In that same week the Australia Government made another world-leading decision, this time of high-handed arrogance, to deport to New Zealand yet another criminal who has lived in Australia since he was 9 years old. He has no family support or other ties here. To make the situation worse, his mother and sister are unable to travel overseas as they have serious health issues. That means he is unlikely to ever see them again. So much for Anzac.
There were emotional scenes at Christchurch Airport as families separated by the ditch were finally reunited following the opening of the trans-Tasman bubble.

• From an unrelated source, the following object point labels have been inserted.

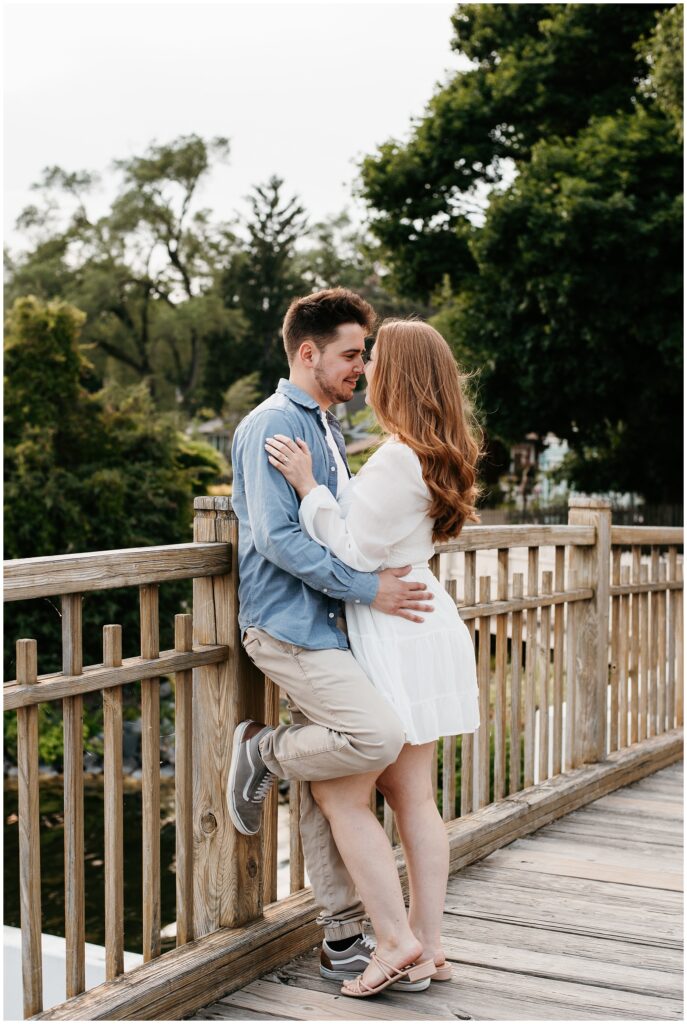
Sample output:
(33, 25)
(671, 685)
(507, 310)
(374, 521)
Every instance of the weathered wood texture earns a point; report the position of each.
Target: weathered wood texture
(480, 538)
(30, 578)
(590, 566)
(114, 807)
(183, 779)
(184, 979)
(52, 687)
(30, 845)
(75, 913)
(149, 707)
(551, 928)
(227, 866)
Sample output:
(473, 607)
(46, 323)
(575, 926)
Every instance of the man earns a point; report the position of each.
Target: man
(291, 591)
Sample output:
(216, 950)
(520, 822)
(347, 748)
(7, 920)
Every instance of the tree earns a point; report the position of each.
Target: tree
(539, 71)
(340, 254)
(145, 273)
(86, 471)
(663, 54)
(566, 293)
(261, 278)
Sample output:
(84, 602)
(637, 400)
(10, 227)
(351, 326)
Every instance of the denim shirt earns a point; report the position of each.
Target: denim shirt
(289, 585)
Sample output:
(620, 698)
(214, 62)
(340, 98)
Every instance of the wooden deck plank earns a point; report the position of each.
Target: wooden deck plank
(533, 886)
(653, 966)
(309, 1005)
(542, 860)
(487, 993)
(580, 921)
(615, 833)
(507, 945)
(593, 850)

The latest deportee is one of hundreds of people who have been returned to New Zealand during the pandemic who do not want to be here. They were deported under the infamous section 501 of the Australian Immigration Act. Many of these people went to Australia as infants or very young children, grew up there and became anti-social criminals there. They were deported at the conclusion of prison sentences to their supposed home country, a country in which they have no connections, no relatives, no job and nowhere to live.

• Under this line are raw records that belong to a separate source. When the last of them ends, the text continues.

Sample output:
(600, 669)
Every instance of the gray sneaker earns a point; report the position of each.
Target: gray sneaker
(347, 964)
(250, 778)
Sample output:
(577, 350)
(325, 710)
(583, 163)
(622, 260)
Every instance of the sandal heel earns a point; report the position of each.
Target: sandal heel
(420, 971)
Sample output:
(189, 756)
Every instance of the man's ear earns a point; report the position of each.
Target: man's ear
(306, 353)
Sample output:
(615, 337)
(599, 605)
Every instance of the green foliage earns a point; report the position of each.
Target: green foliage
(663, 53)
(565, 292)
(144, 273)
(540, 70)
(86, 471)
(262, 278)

This latest deportation follows the recent sad saga of a young woman with two young children with dual Australian and New Zealand citizenship who was arrested on the Turkish border while trying to escape from Isis in Syria. She was born in New Zealand but moved to Australia as a 6-year-old and then travelled to Syria on an Australian passport to join Isis in 2014.
The Australia Government revoked her Australian citizenship without any warning or discussion with New Zealand. Given that there wereyoung children involved that was a harsh and cruel move as the woman has family in Australia but none here where she will most likely be sent.
While most countries have similar laws, none is applied with more inhumane callousness or blind stupidity than in Australia. In spite of international condemnation of the Australian hard-line policy and polite objections from New Zealand, there appears little likelihood of change any time soon.
It came as no surprise that many of these deportees returned to the criminal lives they lived in Australia, including gang activities, drug dealing and worse. For some it is all they know and, without connections or a support base of any kind here, what else did anyone reasonably expect? These people are, for all intents and purposes, Australians.
New Zealand has, so far, resisted many suggestions that we could, and perhaps should, apply a reciprocal policy and send law-breaking Australians home but that would make us as bad as they are or would it?
Most New Zealanders are reasonably tolerant and generous people but it would be unwise to test that tolerance much further.
Australian Prime Minister Scott Morrison either wants Australia to be part of a responsible, humane international community and part of the once almost sacred Anzac tradition or he doesnt. Time is fast running out for him to make that call before it is made for him. We dont need friends who treat us with such contempt.